目の前には魔物の群れ。
五体の戦闘用魔導人形。その数は、ベテランの冒険者でも、パーティを組まなければ対処する事すら難しいと言われている。
怖い。今すぐ逃げ出したい。涙が出そうになる。
こんなもん、拳銃貰っただけの、ただの町娘が立ち向かう敵じゃない。
有り得ない非日常の光景に、手足が震える。
冒険者ギルドで変な依頼受けなきゃ良かった。
それでも。
私の後ろには、まだ幼い子供たちがいる。
泣くのを必死でこらえ、身を寄せあうチビ達がいる。
肝試しで足を踏み入れた館に潜んでいた、この表情のない魔物たちは、この子達にとっては悪夢そのものだろう。
守りたいものがある。助けたい人がいる。
そして、借り物とは言え、この手に戦うための力があるのなら。
私が退く事は、有り得ない。
そこら中に散らばった鏡の破片に、私の姿が映し出される。
長い黒髪、黒眼。華奢で、小さな背。自分で見ても頼りなく見える。
だからこそ、虚勢を張り、笑う。
腰のホルダーから紅白の拳銃を取り出し、胸元にチェーンでぶら下げた|指輪《相棒》に、一言だけ告げる
「リング!」
「――|Sakura《サクラ》-|Drive《ドライブ》 |Ready《レディ》.」
聞きなれた中性的な声。頼れる相棒の言葉に、応える。
「|Ignition《イグニション》!」
トリガーワードと共に、私の小さな身体から、膨大な桜色の魔力光が溢れ出す。
風に流れる黒髪を照らすように舞う、勇気をくれるいつもの光景。
恐れが消えていく。
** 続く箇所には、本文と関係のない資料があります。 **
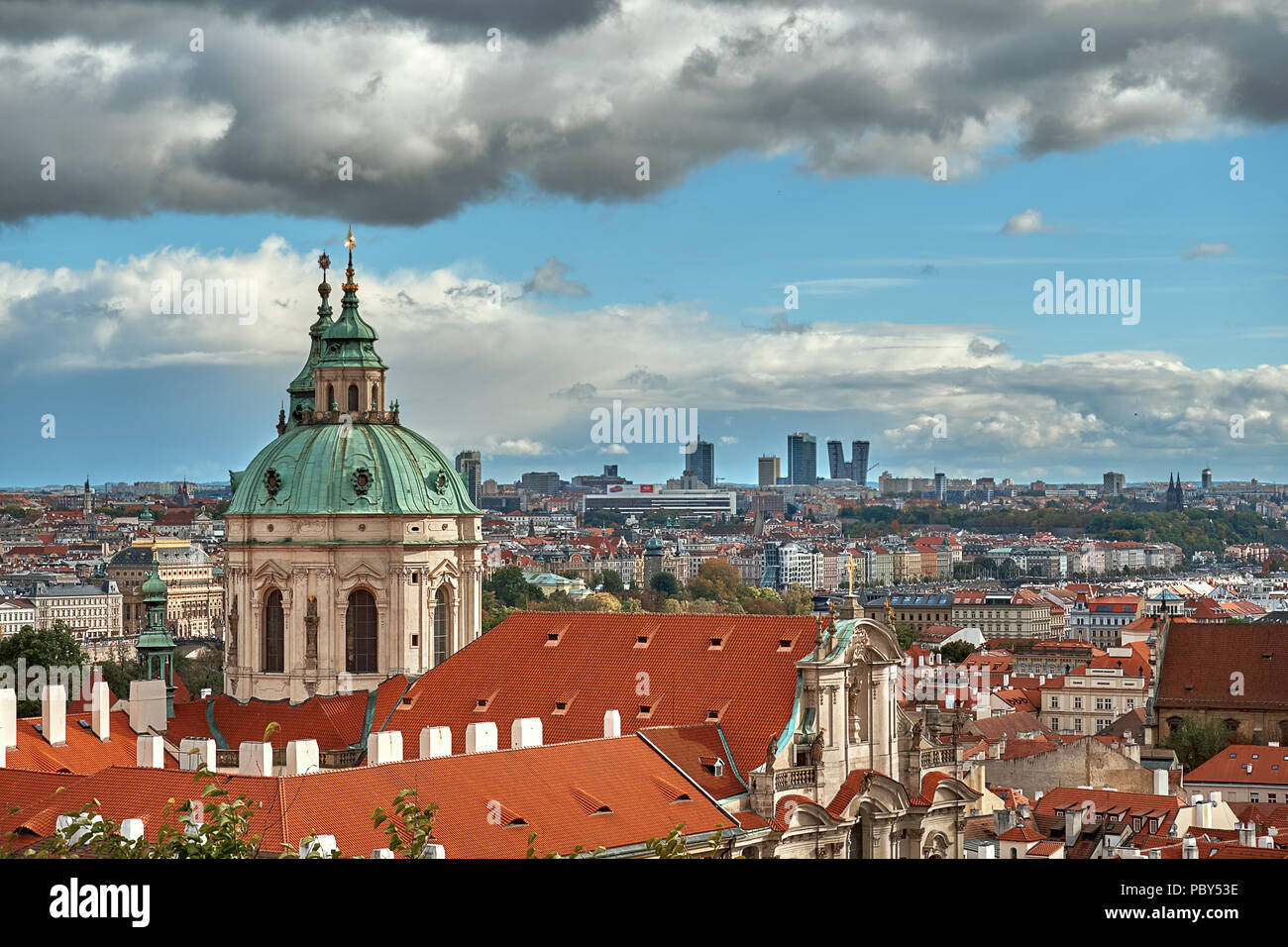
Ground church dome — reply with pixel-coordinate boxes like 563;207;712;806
228;423;480;515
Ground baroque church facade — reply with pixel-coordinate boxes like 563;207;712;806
224;231;483;703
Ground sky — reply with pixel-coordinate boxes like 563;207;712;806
0;0;1288;487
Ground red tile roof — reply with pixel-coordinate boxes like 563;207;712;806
0;737;741;858
1155;621;1288;710
385;612;815;775
1185;743;1288;786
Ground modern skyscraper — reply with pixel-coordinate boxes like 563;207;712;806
787;430;818;487
756;454;783;487
688;438;716;489
456;451;483;506
827;441;850;480
850;441;870;487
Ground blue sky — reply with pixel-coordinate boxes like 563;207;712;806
0;0;1288;485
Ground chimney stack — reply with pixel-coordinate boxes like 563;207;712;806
40;684;67;746
420;727;452;760
510;716;541;750
89;681;112;743
0;686;18;750
237;740;273;776
283;740;321;776
465;723;496;753
179;737;216;773
134;733;164;770
368;730;402;767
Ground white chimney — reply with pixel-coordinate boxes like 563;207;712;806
420;727;452;760
368;730;402;767
0;686;18;750
179;737;216;773
134;733;164;770
284;740;321;776
465;723;496;753
130;679;166;733
510;716;541;750
300;835;340;858
1237;822;1257;848
40;684;67;746
89;681;112;743
237;740;273;776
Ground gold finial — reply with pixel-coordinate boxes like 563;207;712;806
340;227;358;292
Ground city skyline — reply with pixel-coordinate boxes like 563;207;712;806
0;4;1288;481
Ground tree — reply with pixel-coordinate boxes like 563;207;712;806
783;582;814;614
1158;716;1231;771
939;642;975;665
0;621;89;716
595;570;626;598
483;566;536;608
648;573;680;595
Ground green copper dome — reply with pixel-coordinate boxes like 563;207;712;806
228;423;480;517
139;559;168;601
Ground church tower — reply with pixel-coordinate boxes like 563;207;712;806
224;231;483;702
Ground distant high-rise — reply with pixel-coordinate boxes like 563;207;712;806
756;454;783;487
827;441;850;480
787;430;818;487
688;438;716;489
456;451;483;506
850;441;871;487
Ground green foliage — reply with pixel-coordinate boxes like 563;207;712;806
648;573;680;595
0;621;89;716
483;566;540;608
371;789;438;858
1158;716;1232;771
939;642;975;665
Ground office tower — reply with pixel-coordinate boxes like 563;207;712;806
688;438;716;489
756;454;783;487
827;441;850;480
850;441;870;487
787;430;818;487
456;451;483;506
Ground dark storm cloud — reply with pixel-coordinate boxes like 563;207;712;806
0;0;1288;224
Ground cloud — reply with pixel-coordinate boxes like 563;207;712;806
966;338;1012;359
0;237;1288;479
0;0;1288;224
1185;244;1234;261
1002;207;1055;233
550;381;597;401
523;257;590;296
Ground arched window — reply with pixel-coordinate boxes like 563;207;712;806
344;588;377;674
434;586;452;668
265;588;286;674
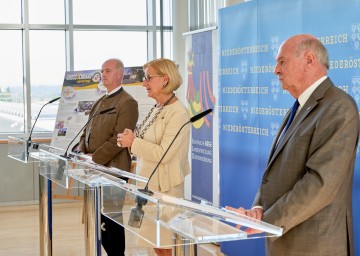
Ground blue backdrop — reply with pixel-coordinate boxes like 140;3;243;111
219;0;360;256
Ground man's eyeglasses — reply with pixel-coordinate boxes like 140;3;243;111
143;75;163;82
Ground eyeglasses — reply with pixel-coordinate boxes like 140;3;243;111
143;75;163;82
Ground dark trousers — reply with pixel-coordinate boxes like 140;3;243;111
101;214;125;256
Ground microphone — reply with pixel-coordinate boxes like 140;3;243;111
28;97;61;142
55;107;116;180
128;108;212;228
61;107;116;158
23;97;61;160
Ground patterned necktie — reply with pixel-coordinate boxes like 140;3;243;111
273;100;300;152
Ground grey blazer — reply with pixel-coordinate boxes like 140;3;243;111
253;78;359;256
79;89;139;171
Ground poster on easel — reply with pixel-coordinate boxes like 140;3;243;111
51;67;153;150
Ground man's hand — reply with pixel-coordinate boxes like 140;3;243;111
225;206;263;235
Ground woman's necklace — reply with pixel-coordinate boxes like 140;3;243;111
135;93;175;139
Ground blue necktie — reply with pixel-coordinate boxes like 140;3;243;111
273;100;299;152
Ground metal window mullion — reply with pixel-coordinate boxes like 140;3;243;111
22;0;32;133
65;0;74;71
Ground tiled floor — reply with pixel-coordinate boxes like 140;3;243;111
0;202;223;256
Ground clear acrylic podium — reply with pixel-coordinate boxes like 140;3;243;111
27;145;282;256
102;179;282;255
8;136;39;163
34;144;147;256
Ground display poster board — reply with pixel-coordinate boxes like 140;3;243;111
51;67;154;150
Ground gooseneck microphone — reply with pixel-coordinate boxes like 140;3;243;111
128;109;212;228
28;97;61;142
22;97;61;160
138;108;212;196
55;107;116;180
61;107;116;158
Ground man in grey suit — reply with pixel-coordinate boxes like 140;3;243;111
227;34;359;256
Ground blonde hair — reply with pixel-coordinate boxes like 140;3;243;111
143;58;182;94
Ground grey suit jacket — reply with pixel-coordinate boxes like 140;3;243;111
253;78;359;256
79;89;139;171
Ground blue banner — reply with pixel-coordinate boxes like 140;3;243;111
219;0;360;256
187;31;215;202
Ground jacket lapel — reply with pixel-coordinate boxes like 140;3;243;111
265;78;333;173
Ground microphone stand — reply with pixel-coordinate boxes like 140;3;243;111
55;107;116;180
23;97;61;159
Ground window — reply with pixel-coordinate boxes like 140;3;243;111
0;0;172;139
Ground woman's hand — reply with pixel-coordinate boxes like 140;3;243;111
117;128;135;148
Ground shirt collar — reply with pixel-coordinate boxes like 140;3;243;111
298;76;327;107
106;85;122;96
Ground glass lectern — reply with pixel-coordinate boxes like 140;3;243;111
15;145;282;256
戦意が高揚していく。
切り替わる。日常から、非日常へと。
「さあ、踊ろうか」
薄紅色を|靡《なび》かせ、構える。
腰を落とし、左手は前に、右手は肘を上に逆手に顔の横に。
いつもの戦闘スタイル。
既に慣れきった、戦うための動作。
一体の魔導人形が襲いかかってくる。
それに釣られるように、残りも一斉に駆け出してきた。
振り下ろされる無機質な拳。
軌道を読み、銃底で打ち逸らす。
衝撃で腕が外側に跳ね上がり、無防備となった胸元に銃口を向け、|薄紅色《サクラ》の|弾丸《ブレット》を撃ち込む。
その流れのまま蹴り飛ばし、敵を足止めする。
二匹目、三匹目。同時に振り回される拳
地を舐めるように屈み、避けると同時に両手で射撃。
近接距離から放たれた魔弾は、意図も容易く敵を撃ち抜いた。
大きく踏み込み、回転。突き出された腕に頬の薄皮を削られつつ、接近。
低い体勢のまま敵の足を蹴り払い、よろめいた所に蹴り上げ。
踵が顎を蹴り抜き、魔導人形の動きが一瞬止まる。
その隙を突き、両手で銃撃。乾いた音ともに、火花を散らして後ろ向き倒れ伏す。
その後を追うように、加速する。
後ろ足で地面を蹴り、そこで生まれた力を逃さず、突き進む。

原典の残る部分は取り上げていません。